Hi @rfeigel and @MartinDDDD,

thanks again for your support.

I already thought about creating a model with the new data as Plan B. I had the same idea, but just was curious about how it was supposed to be solved in an “professional” way.

Maybe this is already the way it is supposed to be, like you have written, “not applying a model to unseen data in SARIMA”.

And - crossvalidation is included in the model of course.

Thank you very much for your help!

Greetings
Jakob

1 Like

Hello @JakobJosef,

I wrote the script behind the SARIMA (Labs) nodes. SARIMA models are more of the type of Auto-regressive models. It learns from a regression data, computes the coefficients, and the final equation is use to create “Forecasts”.

As part of the feedback that we (Me & @Corey) got from some of the industry experts was to apply the coefficients on a new set of data, however, this method is least preferred, considering the fact that the dynamics of new data are highly likely to be not the same as of the data for which the coefficients were computed.

As it is mentioned above, the only workaround is to train a new model with the new data. Please feel free to provide your ideas on improving the nodes from the new time series extension, by posting on the forum and we will incorporate it in the future releases.

Thanks,

Best,
Ali

4 Likes

Hi @aliasghar_marvi,
wow I’m so excited and honored again to get feedback and help from the experts/architects of the knime-nodes.

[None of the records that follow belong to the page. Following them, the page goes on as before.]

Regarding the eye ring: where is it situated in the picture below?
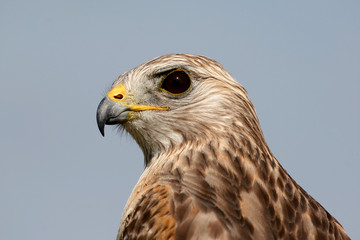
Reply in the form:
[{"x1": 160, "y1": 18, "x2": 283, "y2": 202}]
[{"x1": 160, "y1": 69, "x2": 192, "y2": 95}]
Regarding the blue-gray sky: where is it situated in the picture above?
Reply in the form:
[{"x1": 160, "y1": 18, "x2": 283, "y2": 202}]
[{"x1": 0, "y1": 0, "x2": 360, "y2": 240}]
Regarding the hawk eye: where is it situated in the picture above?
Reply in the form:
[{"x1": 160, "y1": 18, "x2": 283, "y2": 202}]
[{"x1": 161, "y1": 70, "x2": 191, "y2": 94}]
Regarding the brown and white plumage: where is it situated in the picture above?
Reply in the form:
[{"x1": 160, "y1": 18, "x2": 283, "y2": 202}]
[{"x1": 97, "y1": 54, "x2": 349, "y2": 239}]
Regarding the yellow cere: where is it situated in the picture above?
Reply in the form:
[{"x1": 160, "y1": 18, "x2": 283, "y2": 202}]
[{"x1": 106, "y1": 84, "x2": 169, "y2": 112}]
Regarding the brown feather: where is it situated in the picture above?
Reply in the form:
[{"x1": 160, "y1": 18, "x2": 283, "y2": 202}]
[{"x1": 100, "y1": 54, "x2": 350, "y2": 240}]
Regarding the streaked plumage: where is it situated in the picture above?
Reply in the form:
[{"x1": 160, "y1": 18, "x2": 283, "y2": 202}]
[{"x1": 97, "y1": 54, "x2": 349, "y2": 239}]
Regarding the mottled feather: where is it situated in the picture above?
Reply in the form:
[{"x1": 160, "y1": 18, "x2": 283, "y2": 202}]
[{"x1": 97, "y1": 54, "x2": 350, "y2": 240}]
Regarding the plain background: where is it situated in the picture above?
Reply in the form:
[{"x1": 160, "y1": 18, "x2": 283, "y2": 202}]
[{"x1": 0, "y1": 0, "x2": 360, "y2": 240}]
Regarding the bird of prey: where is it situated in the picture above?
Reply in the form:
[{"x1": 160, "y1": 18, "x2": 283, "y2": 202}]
[{"x1": 97, "y1": 54, "x2": 350, "y2": 240}]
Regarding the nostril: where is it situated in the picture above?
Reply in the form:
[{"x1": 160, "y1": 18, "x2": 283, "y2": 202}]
[{"x1": 114, "y1": 93, "x2": 124, "y2": 99}]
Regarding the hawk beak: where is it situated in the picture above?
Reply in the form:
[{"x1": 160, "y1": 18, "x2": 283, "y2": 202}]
[
  {"x1": 96, "y1": 84, "x2": 168, "y2": 136},
  {"x1": 96, "y1": 96, "x2": 130, "y2": 136}
]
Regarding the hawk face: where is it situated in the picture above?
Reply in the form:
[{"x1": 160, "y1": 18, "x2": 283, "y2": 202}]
[{"x1": 97, "y1": 54, "x2": 257, "y2": 164}]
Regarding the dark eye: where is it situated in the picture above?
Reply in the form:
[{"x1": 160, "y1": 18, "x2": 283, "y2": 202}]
[{"x1": 161, "y1": 71, "x2": 191, "y2": 94}]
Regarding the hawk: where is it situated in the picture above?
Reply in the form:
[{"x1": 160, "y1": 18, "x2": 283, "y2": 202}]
[{"x1": 97, "y1": 54, "x2": 350, "y2": 240}]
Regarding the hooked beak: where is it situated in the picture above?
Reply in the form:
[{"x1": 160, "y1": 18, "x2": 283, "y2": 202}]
[
  {"x1": 96, "y1": 96, "x2": 130, "y2": 136},
  {"x1": 96, "y1": 84, "x2": 168, "y2": 136}
]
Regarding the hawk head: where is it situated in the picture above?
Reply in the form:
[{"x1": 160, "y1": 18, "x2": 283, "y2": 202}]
[{"x1": 97, "y1": 54, "x2": 264, "y2": 164}]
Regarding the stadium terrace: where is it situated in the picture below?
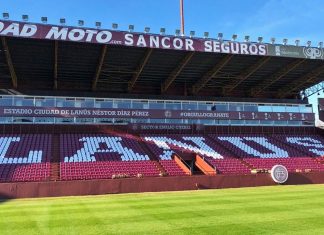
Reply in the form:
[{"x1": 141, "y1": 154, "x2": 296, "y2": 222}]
[{"x1": 0, "y1": 16, "x2": 324, "y2": 198}]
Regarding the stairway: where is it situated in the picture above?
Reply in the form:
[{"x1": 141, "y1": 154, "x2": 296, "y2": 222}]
[
  {"x1": 137, "y1": 136, "x2": 167, "y2": 175},
  {"x1": 50, "y1": 134, "x2": 60, "y2": 181}
]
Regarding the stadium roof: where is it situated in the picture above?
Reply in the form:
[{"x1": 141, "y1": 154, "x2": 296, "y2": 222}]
[{"x1": 0, "y1": 21, "x2": 324, "y2": 98}]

Thank you very much for your explanation. I already went on with the “workaround” (which in fact isn’t one) and results are good (and way better than the solution/results we had before). I was just curious about how it is supposed to be solved but I’m happy now since I know that this “workaround” is the right way.

I’m really excited about KNIME and the support one can get in this forum, thank you very much <3.

Of course I’ll try the new time series extension nodes.

Greetings
Jakob

4 Likes

This topic was automatically closed 7 days after the last reply. New replies are no longer allowed.